BP’s new ambition to be a net zero company by 2050 or sooner covers the greenhouse gas emissions from its operations worldwide, currently around 55 million tonnes of CO2 equivalent (MteCO2e) a year, and the carbon in the oil and gas that it produces, equivalent currently to around 360 MteCO2e emissions a year – both on an absolute basis. Taken together, delivery of these aims would equate to a reduction in emissions to net zero from what is currently around 415 MteCO2e a year.  

“This is what we mean by making BP net zero,” said Looney. “It directly addresses all the carbon we get out of the ground as well as all the greenhouse gases we emit from our operations. These will be absolute reductions, which is what the world needs. If this were to happen to every barrel of oil and gas produced, the emissions problem for our sector would be solved. But of course, the world is not that simple. The whole energy system has to be transformed and everyone has a contribution to make – producers and sellers of energy, policy makers and everyone who uses energy.” 

A Major Turnaround

Luke Parker, vice president, corporate analysis, at Wood Mackenzie said: “BP joins Shell, Total, Equinor and Repsol in making a major commitment to reduce its net carbon footprint. This marks a major turnaround in BP’s position. Just 12 months ago former CEO Bob Dudley said the company could not be held accountable for how people use its products. Looney is taking the company in a very different direction.”

Parker added: “It’s an ambition, rather than a target, but the commitment appears to be unconditional. In terms of scale of commitment, this puts BP towards the top of the pack, along with Repsol and Equinor. This will see BP’s business completely transformed over the coming decades: renewables and carbon abatement will get very big, legacy oil and gas will eventually get smaller.
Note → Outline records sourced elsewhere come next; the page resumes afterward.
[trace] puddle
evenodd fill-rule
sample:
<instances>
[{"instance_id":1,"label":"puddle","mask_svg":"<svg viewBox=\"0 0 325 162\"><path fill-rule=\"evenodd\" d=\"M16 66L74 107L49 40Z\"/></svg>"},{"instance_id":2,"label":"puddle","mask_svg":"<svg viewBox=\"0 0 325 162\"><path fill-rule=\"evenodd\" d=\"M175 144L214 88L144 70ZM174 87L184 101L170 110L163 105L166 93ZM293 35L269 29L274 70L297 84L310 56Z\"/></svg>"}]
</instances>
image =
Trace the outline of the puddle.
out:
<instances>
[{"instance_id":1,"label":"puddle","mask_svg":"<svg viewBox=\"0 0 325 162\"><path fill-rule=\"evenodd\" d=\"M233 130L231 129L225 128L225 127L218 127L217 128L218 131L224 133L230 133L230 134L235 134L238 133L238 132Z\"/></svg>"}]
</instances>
But the transition to 2050 is a multi-decade transition - not something that will happen in the next year or so.” 

New Team

Production & Operations will be led by Gordon Birrell and will be BP’s new operational center, bringing its operations together, focused on driving safety, efficiency and value growth. 

Customers & Products will be headed by Emma Delaney and will focus on customers as the driving force for the energy products and services of the future, and on customer experience and expansion in rapidly changing markets. 

Gas & Low Carbon Energy will be led by Dev Sanyal and will unite energy teams currently dispersed around BP to create focused low carbon solutions. It will also pursue opportunities in decarbonisation including hydrogen and carbon capture and storage technologies.

Innovation & Engineering will be headed by David Eyton and will bring added momentum to BP’s venturing and Launchpad investments and act as a catalyst for creating value from disruptive opportunities. It will also house BP’s engineering discipline and safety and operational risk team.

Strategy & Sustainability will be headed by Giulia Chierchia, who is joining BP from McKinsey, and will ensure that sustainability is embedded at the top of BP and provide a single group-wide approach to strategy and capital allocation.

Regions, Cities & Solutions will be led by William Lin and will build relationships with regions, cities and large corporations, aiming to develop integrated energy and carbon solutions that can bring emissions down at scale. 

Trading & Shipping will be led by Carol Howle and will build on BP’s existing deep expertise in its existing business to more effectively help BP capture new commercial opportunities and add value. 

Four teams will serve as enablers of business delivery:

Finance headed by Murray Auchincloss.
Legal headed by Eric Nitcher. 
People & Culture headed by Kerry Dryburgh.
Communications & Advocacy headed by Geoff Morrell.

BP intends to host a capital markets day in September at which the leadership team will set out more information on BP’s strategy and near-term plans.